Troubleshooting repository disks

If any node in the cluster encounters errors with the repository disk or a failure while accessing the disk, the cluster enters a limited or restricted mode of operation. In this mode of operation most topology-related operations are not allowed, and any node that is restarted cannot rejoin the cluster.

When the repository disk fails, you are notified of the disk failure. PowerHA® SystemMirror® continues to notify you of the repository disk failure until it is resolved.

To determine what the problem is with the repository disk, you can view the following log files:

  • hacmp.out
  • AIX error log (using the errpt command)

Example: hacmp.out log

The following is an example of an error message in the hacmp.out log file when a repository disk fails:

ERROR: rep_disk_notify : Tue Jan 10 13:38:22 CST 2012 : Node "r6r4m32"(0x54628FEA1D0611E183EE001A64B90DF0) on Cluster r6r4m31_32_33_34 has lost access to repository disk hdisk75.

Example: AIX error log

When a node loses access to the repository disk, an entry is made in the AIX error log of each node that has a problem.

The following is an example of an error message in the error log file when a repository disk fails.
Note: To view the AIX error log, you must use the errpt command.
LABEL:          OPMSG
IDENTIFIER:     AA8AB241

Date/Time:       Tue Jan 10 13:38:22 CST 2012
Sequence Number: 21581
Machine Id:      00CDB2C14C00
Node Id:         r6r4m32
Class:           O
Type:            TEMP
WPAR:            Global
Resource Name:   clevmgrd

Description
OPERATOR NOTIFICATION

User Causes
ERRLOGGER COMMAND

        Recommended Actions
        REVIEW DETAILED DATA

Detail Data
MESSAGE FROM ERRLOGGER COMMAND
Error: Node 0x54628FEA1D0611E183EE001A64B90DF0 has lost access to repository disk hdisk75.

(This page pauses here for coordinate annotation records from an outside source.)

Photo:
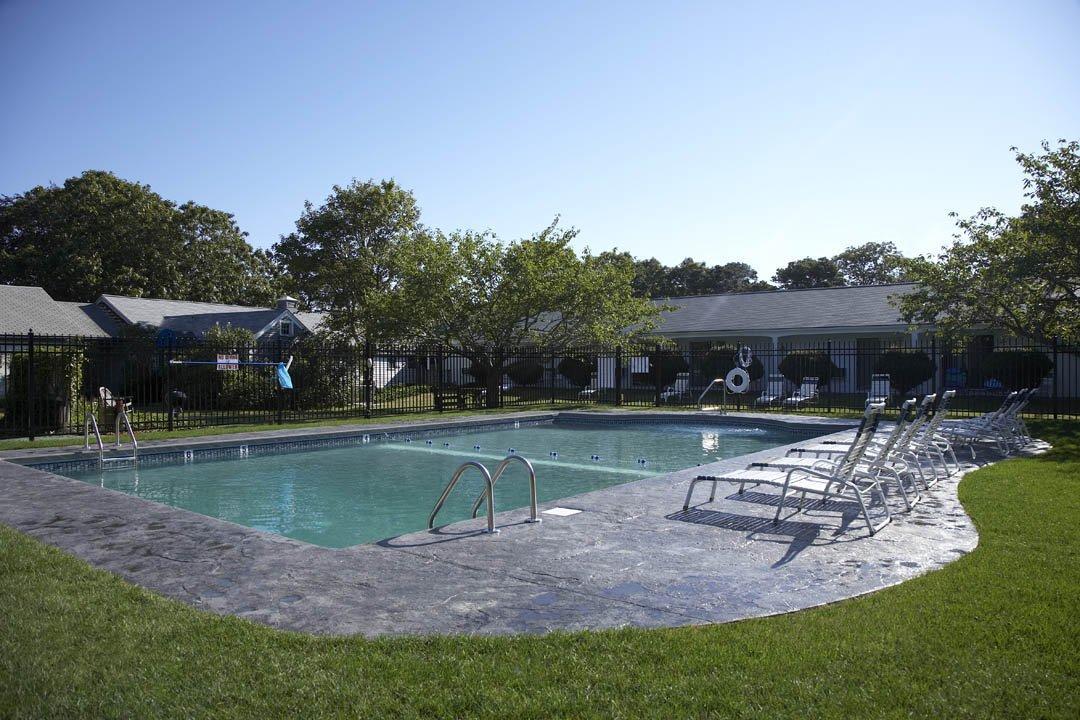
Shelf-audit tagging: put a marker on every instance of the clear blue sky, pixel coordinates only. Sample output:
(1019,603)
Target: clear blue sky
(756,132)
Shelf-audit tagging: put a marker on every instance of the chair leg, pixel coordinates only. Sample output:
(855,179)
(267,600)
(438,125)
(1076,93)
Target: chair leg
(780,505)
(866,514)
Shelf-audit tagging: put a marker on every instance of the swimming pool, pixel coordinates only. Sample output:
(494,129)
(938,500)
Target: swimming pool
(361,492)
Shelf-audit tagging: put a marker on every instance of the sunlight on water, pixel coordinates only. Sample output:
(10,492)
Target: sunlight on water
(341,497)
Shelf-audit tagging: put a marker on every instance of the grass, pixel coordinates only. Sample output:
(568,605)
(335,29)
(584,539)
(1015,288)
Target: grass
(994,634)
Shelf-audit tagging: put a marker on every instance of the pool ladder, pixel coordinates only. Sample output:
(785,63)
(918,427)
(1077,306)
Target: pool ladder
(90,422)
(488,493)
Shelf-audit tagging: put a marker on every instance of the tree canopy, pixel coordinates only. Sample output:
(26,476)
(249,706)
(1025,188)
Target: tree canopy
(345,256)
(871,263)
(469,290)
(809,272)
(655,280)
(99,233)
(1018,273)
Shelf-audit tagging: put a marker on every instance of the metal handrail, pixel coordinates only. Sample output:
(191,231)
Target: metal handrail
(454,480)
(91,420)
(715,380)
(122,415)
(499,470)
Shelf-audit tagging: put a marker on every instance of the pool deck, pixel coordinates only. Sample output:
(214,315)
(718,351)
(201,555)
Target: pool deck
(632,557)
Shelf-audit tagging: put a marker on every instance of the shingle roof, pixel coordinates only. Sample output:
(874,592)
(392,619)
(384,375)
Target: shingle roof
(825,308)
(197,317)
(151,311)
(23,309)
(94,321)
(252,318)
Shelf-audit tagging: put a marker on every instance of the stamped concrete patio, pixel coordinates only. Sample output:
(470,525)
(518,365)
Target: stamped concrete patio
(631,557)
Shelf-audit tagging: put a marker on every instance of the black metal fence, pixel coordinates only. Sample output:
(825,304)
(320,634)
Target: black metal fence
(49,384)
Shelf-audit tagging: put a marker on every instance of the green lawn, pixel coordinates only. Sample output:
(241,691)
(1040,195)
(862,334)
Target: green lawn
(995,634)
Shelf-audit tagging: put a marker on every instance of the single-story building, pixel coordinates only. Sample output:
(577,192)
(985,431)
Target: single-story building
(862,314)
(25,308)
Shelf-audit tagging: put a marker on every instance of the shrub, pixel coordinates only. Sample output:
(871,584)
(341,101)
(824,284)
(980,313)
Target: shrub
(578,371)
(671,364)
(807,364)
(57,378)
(525,371)
(718,362)
(325,379)
(1017,368)
(906,370)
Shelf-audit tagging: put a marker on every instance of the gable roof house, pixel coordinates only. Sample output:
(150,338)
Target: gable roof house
(791,317)
(23,309)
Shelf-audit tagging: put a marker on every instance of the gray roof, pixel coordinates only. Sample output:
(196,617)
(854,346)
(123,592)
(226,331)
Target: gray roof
(23,309)
(253,320)
(197,317)
(311,321)
(93,320)
(818,309)
(151,311)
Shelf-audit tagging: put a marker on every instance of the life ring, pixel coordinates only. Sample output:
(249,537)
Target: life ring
(737,380)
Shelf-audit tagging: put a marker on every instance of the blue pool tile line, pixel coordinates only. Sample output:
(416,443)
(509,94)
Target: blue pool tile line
(277,447)
(750,423)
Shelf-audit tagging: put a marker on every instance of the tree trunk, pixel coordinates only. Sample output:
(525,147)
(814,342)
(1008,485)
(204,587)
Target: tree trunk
(495,381)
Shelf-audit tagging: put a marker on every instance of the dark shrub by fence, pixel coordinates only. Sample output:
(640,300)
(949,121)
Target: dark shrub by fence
(906,369)
(578,371)
(525,371)
(347,381)
(1016,368)
(809,364)
(56,386)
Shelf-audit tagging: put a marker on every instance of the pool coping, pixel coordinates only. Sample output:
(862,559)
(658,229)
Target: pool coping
(624,560)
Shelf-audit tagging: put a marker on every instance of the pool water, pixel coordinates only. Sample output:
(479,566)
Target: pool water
(346,496)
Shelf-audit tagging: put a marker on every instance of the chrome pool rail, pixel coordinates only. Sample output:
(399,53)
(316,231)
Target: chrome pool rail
(499,470)
(709,388)
(90,421)
(454,480)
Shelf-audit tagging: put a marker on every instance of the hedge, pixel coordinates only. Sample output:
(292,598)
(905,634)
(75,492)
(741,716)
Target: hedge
(906,370)
(807,364)
(1017,368)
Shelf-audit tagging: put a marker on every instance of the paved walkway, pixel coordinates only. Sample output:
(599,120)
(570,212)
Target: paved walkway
(631,557)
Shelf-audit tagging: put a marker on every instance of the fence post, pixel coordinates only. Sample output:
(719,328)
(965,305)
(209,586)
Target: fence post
(658,375)
(933,364)
(551,377)
(618,376)
(29,384)
(439,379)
(1054,345)
(828,354)
(368,367)
(280,415)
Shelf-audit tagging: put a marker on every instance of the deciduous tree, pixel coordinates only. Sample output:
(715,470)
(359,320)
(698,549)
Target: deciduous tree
(483,297)
(345,257)
(99,233)
(1018,273)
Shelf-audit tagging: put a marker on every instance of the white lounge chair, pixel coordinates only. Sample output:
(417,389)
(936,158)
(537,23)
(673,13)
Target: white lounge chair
(1004,428)
(805,394)
(902,449)
(829,479)
(111,402)
(773,392)
(880,389)
(885,459)
(679,389)
(931,444)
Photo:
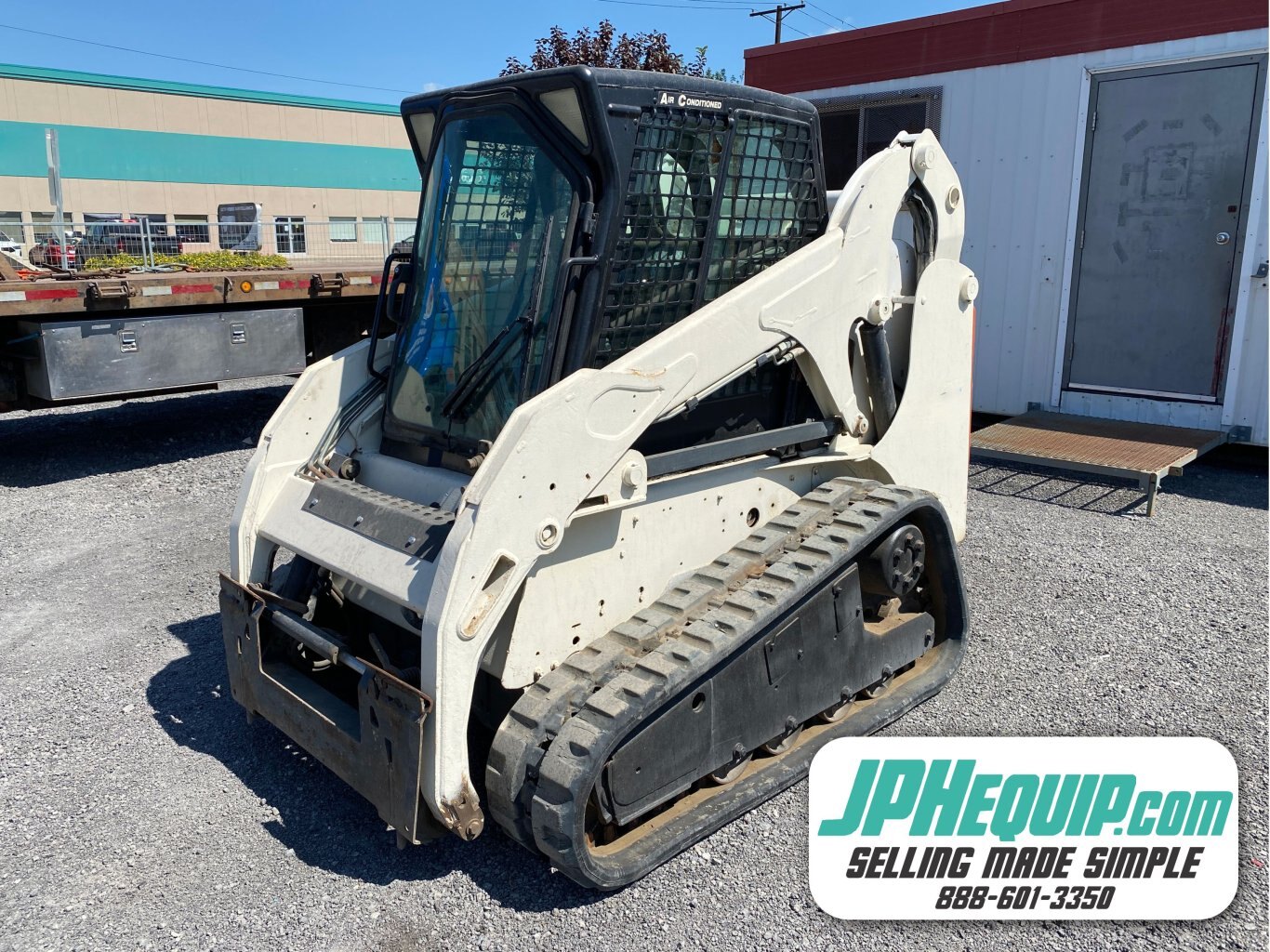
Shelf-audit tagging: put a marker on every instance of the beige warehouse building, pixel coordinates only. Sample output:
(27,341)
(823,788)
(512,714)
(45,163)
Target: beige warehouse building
(332,177)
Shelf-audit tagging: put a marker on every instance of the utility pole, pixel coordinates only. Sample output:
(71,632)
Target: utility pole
(781,9)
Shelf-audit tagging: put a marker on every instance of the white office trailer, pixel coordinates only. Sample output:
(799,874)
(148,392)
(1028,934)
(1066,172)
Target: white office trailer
(1114,162)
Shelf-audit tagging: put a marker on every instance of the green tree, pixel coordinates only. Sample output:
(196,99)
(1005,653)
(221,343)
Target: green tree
(606,47)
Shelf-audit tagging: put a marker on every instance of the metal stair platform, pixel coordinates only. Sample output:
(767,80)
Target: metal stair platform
(1145,452)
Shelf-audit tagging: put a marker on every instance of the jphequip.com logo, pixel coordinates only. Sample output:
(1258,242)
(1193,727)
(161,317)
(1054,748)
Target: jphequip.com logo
(996,827)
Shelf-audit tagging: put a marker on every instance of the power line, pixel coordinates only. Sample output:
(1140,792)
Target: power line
(823,23)
(673,7)
(204,62)
(780,10)
(845,23)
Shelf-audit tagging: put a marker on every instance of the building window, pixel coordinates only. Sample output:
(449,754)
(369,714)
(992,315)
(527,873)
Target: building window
(343,229)
(853,128)
(192,229)
(375,231)
(403,229)
(42,223)
(288,233)
(10,228)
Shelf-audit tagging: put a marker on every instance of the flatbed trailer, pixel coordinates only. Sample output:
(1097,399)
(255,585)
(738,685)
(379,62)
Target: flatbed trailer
(80,337)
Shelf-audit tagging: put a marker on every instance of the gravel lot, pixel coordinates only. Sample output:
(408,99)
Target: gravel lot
(139,809)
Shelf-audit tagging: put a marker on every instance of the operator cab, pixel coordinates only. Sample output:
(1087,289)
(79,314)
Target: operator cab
(571,215)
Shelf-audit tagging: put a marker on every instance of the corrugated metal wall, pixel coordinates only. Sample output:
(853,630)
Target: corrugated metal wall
(1012,134)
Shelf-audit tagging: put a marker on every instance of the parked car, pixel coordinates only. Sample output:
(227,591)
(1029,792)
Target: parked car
(47,253)
(125,236)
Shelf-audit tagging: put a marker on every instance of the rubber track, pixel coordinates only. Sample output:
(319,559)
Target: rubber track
(573,760)
(516,754)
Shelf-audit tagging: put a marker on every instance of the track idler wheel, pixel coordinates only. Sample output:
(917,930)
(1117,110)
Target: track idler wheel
(895,565)
(731,771)
(783,743)
(839,711)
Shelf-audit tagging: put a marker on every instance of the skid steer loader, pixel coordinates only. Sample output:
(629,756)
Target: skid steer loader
(655,489)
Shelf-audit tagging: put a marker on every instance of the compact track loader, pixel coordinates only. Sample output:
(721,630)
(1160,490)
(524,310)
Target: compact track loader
(655,489)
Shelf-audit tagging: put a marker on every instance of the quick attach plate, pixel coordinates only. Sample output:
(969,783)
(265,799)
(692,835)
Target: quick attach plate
(408,527)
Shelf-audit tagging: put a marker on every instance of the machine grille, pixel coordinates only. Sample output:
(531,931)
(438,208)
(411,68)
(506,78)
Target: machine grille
(739,198)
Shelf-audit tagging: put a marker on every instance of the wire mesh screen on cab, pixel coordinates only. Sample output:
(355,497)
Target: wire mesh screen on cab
(736,200)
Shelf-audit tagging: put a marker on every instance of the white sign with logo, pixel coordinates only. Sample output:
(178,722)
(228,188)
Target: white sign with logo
(1024,827)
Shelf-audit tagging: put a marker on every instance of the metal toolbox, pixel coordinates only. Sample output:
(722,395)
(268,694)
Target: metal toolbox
(108,355)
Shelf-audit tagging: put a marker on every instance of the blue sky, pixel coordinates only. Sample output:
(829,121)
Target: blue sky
(385,51)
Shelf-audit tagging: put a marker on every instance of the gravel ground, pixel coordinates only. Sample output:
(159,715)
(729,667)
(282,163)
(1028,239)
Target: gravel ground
(138,809)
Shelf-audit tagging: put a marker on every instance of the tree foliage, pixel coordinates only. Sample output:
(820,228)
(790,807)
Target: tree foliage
(606,47)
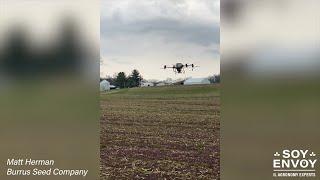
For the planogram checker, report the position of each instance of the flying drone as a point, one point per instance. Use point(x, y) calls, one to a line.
point(180, 68)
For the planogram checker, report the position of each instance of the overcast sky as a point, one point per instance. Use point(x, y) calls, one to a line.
point(147, 34)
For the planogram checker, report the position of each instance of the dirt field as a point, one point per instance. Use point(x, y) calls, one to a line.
point(161, 133)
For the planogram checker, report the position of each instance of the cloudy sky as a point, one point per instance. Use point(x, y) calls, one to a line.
point(147, 34)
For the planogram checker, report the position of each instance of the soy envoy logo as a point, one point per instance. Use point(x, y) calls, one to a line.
point(294, 163)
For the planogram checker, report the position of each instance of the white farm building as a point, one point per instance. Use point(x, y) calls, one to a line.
point(192, 81)
point(104, 85)
point(147, 84)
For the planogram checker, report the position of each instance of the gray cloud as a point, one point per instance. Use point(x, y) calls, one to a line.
point(149, 33)
point(169, 29)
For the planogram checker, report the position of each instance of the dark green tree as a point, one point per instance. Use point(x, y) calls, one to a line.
point(135, 78)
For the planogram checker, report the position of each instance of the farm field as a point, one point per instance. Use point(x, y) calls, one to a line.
point(161, 133)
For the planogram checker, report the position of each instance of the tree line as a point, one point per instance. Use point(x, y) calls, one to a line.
point(123, 81)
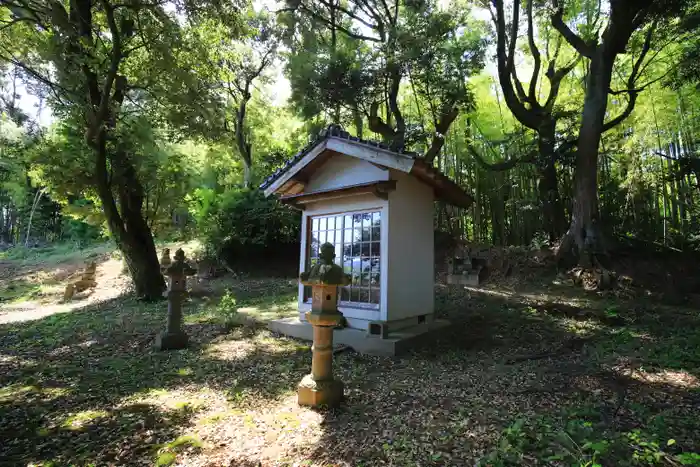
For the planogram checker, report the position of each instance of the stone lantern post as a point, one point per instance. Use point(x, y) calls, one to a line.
point(174, 336)
point(319, 388)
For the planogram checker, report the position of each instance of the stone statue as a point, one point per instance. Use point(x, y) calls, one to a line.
point(320, 388)
point(87, 281)
point(174, 336)
point(325, 271)
point(165, 260)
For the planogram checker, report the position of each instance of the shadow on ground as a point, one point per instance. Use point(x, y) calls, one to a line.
point(71, 385)
point(587, 380)
point(66, 381)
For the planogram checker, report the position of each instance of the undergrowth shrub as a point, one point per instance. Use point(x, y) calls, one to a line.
point(244, 228)
point(582, 439)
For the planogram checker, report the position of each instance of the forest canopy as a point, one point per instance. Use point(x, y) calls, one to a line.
point(572, 123)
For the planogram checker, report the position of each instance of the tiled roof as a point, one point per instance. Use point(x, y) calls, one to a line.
point(332, 130)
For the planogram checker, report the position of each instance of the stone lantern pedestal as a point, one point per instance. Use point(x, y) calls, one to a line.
point(174, 337)
point(320, 388)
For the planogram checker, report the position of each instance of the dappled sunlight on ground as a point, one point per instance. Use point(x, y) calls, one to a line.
point(679, 379)
point(87, 387)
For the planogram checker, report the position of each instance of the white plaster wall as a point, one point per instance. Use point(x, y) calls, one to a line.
point(357, 317)
point(341, 170)
point(410, 281)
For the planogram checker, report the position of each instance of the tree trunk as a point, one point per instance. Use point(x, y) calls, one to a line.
point(37, 198)
point(585, 237)
point(128, 227)
point(244, 147)
point(548, 185)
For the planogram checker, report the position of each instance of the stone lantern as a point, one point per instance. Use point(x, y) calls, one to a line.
point(174, 337)
point(319, 388)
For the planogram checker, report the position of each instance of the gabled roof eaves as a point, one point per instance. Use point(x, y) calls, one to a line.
point(335, 131)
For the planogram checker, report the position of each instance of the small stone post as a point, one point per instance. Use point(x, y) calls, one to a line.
point(174, 336)
point(319, 388)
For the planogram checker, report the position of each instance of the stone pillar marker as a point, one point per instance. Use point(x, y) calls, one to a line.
point(319, 388)
point(174, 336)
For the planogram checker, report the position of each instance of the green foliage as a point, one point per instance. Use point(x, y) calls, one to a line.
point(581, 439)
point(244, 223)
point(226, 310)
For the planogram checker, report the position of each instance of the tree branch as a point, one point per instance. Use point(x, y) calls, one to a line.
point(505, 66)
point(327, 22)
point(101, 116)
point(572, 38)
point(631, 81)
point(501, 166)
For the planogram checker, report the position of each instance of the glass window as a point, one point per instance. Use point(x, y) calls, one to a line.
point(356, 240)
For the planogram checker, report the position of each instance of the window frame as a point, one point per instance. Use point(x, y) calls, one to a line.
point(306, 296)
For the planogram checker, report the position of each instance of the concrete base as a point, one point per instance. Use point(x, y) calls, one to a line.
point(165, 341)
point(396, 342)
point(317, 394)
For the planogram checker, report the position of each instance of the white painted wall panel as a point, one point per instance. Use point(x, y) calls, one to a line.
point(341, 171)
point(410, 279)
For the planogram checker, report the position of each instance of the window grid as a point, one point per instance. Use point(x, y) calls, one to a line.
point(356, 238)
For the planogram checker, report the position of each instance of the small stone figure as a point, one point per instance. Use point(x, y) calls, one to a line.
point(174, 336)
point(165, 260)
point(87, 281)
point(319, 388)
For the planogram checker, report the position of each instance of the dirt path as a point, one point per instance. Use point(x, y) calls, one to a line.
point(50, 282)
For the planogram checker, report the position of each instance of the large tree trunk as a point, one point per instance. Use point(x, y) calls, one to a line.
point(126, 222)
point(585, 237)
point(548, 185)
point(244, 147)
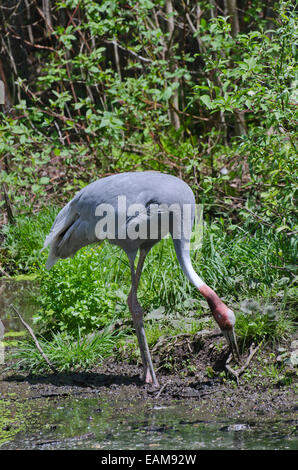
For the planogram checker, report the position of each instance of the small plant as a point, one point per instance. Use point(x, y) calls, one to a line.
point(67, 352)
point(256, 323)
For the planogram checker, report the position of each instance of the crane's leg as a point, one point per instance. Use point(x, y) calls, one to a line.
point(137, 315)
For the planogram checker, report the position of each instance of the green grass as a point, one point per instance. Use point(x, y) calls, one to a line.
point(66, 352)
point(253, 271)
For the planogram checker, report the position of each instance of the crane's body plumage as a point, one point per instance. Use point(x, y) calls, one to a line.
point(150, 192)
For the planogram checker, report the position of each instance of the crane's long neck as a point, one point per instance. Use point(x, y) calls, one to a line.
point(223, 316)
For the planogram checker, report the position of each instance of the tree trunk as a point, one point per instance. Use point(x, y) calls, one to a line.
point(174, 116)
point(240, 125)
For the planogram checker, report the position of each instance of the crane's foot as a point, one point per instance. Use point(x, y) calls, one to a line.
point(149, 380)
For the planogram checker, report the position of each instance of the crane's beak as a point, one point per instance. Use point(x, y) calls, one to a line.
point(230, 336)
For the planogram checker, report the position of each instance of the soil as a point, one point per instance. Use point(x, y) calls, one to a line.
point(197, 373)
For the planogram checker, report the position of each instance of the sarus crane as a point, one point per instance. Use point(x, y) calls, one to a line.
point(135, 210)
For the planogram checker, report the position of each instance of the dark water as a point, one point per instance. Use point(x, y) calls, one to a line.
point(99, 423)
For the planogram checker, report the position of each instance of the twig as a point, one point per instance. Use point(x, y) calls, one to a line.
point(161, 390)
point(238, 372)
point(34, 338)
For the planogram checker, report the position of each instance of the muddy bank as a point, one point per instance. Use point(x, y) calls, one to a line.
point(198, 373)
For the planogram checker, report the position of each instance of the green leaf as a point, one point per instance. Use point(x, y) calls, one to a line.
point(207, 101)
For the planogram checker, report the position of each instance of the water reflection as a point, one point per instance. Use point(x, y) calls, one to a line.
point(102, 423)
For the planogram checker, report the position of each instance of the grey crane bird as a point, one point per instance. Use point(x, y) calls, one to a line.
point(134, 210)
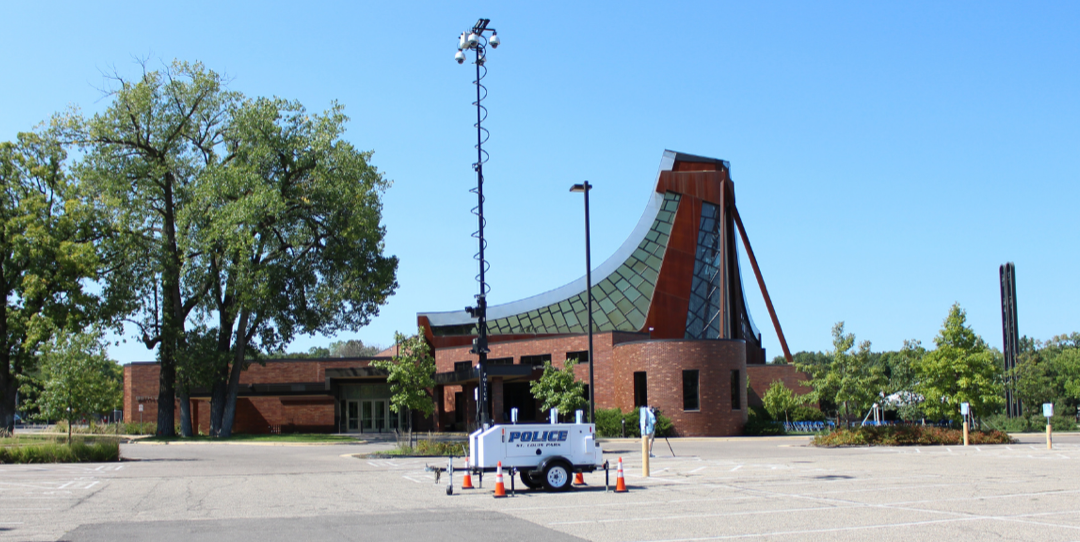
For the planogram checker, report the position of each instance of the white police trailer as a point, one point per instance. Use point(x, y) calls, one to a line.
point(545, 455)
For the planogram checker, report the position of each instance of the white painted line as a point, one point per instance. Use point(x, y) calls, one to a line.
point(699, 516)
point(812, 531)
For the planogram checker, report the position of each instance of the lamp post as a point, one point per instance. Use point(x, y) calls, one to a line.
point(475, 41)
point(589, 294)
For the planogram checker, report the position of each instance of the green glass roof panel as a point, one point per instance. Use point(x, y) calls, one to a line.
point(620, 300)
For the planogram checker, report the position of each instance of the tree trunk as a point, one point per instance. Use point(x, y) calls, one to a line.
point(217, 398)
point(166, 397)
point(186, 429)
point(238, 365)
point(8, 389)
point(8, 385)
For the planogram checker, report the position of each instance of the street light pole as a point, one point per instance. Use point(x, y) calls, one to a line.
point(475, 41)
point(589, 294)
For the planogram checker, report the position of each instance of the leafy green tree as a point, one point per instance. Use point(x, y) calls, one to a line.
point(559, 389)
point(251, 214)
point(145, 154)
point(900, 369)
point(78, 378)
point(412, 373)
point(779, 401)
point(293, 234)
point(354, 348)
point(961, 369)
point(46, 252)
point(851, 381)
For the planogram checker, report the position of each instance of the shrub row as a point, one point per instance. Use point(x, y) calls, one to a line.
point(80, 451)
point(907, 435)
point(1033, 423)
point(134, 428)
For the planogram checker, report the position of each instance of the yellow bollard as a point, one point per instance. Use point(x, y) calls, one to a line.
point(645, 456)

Replacing a failed or lost repository disk

If a repository disk fails, the repository disk must be recovered on a different disk to restore all cluster operations. The circumstances for your cluster environment and the type of the repository disk failure determine the possible methods for recovering the repository disk.

Automatic Repository Disk Replacement (ARR)

PowerHA SystemMirror Version 7.2.0, or later, uses the ARR capability of CAA (in AIX® Version 7.2, or later, or in AIX Version 7.1 with Technology Level 4, or later), to handle repository disk failures. ARR automatically replaces a failed repository disk with a backup repository disk. The ARR function is available only if you configure a backup repository disk by using PowerHA SystemMirror. For more information about ARR, see the Repository disk failure topic.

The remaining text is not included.